We are unable to assist with:
Complaints involving two private individuals, also known as consumer-to-consumer transactions
Complaints involving two traders, also known as business-to-business transactions
Complaints concerning businesses outside the European Union (Member States) and the European Economic Area (associated countries)
Complaints where a business has expressly refused to cooperate with our dispute resolution process
Cases where the consumer has initiated legal action against the reported business
Cases where we are unable to locate or identify the trader
Cases where the business is involved in fraud (counterfeiting, scams, etc.)
Transactions involving financial investment products
If you have a dispute with a business located in another country of the EU/EEA, you should first complain to the trader and outline your complaint about the product or service you purchased and are unhappy with.
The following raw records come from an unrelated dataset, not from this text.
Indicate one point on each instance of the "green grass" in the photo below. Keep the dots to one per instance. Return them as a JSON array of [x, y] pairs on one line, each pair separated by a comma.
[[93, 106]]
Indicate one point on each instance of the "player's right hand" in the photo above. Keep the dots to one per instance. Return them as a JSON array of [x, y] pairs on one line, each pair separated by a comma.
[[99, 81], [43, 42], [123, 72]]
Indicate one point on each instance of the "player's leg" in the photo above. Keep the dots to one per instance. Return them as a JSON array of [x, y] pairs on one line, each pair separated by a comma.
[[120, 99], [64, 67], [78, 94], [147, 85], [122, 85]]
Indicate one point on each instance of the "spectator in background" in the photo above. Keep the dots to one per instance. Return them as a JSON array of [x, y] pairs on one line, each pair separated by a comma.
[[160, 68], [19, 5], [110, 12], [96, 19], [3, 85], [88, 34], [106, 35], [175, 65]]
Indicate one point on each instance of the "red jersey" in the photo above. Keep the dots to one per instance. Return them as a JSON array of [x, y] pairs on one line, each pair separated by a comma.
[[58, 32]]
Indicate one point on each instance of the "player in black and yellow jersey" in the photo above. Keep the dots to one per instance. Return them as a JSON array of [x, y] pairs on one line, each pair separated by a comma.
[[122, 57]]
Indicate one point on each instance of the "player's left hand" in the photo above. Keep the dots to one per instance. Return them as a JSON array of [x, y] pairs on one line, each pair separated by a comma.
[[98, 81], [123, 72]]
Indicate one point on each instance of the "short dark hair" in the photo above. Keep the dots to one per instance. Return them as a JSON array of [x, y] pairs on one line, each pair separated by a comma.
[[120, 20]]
Keep a copy of all correspondence with the trader for your records. If you are unable to obtain a satisfactory resolution from the trader in question, we can provide the following below.
If you are unable to reach a satisfactory settlement with the trader or are otherwise unable to resolve your dispute with the trader directly, you can submit a complaint to us here. Please note that, while we can provide assistance with your cross-border consumer complaint, we do not have enforcement powers.
If we are unable to assist with your consumer complaint because it is out of our remit or outside our dispute resolution competences, we can advise you on your extra-legal options and out-of-court mechanisms, as well as ways to approach legal action against a trader, all detailed here.
At any given time we are involved in the following at EU and national level:
We produce consumer rights reports on specific problem issues, such as air travel, e-commerce, timeshares, package holiday, cross-border bank charges.
We participates in joint European Consumer Centre Network projects, consumer surveys and collaborative research that contribute to policy development.
We cooperate with national consumer organisations and enforcement agencies in Ireland in order to contribute to consumer rights awareness and enforcement.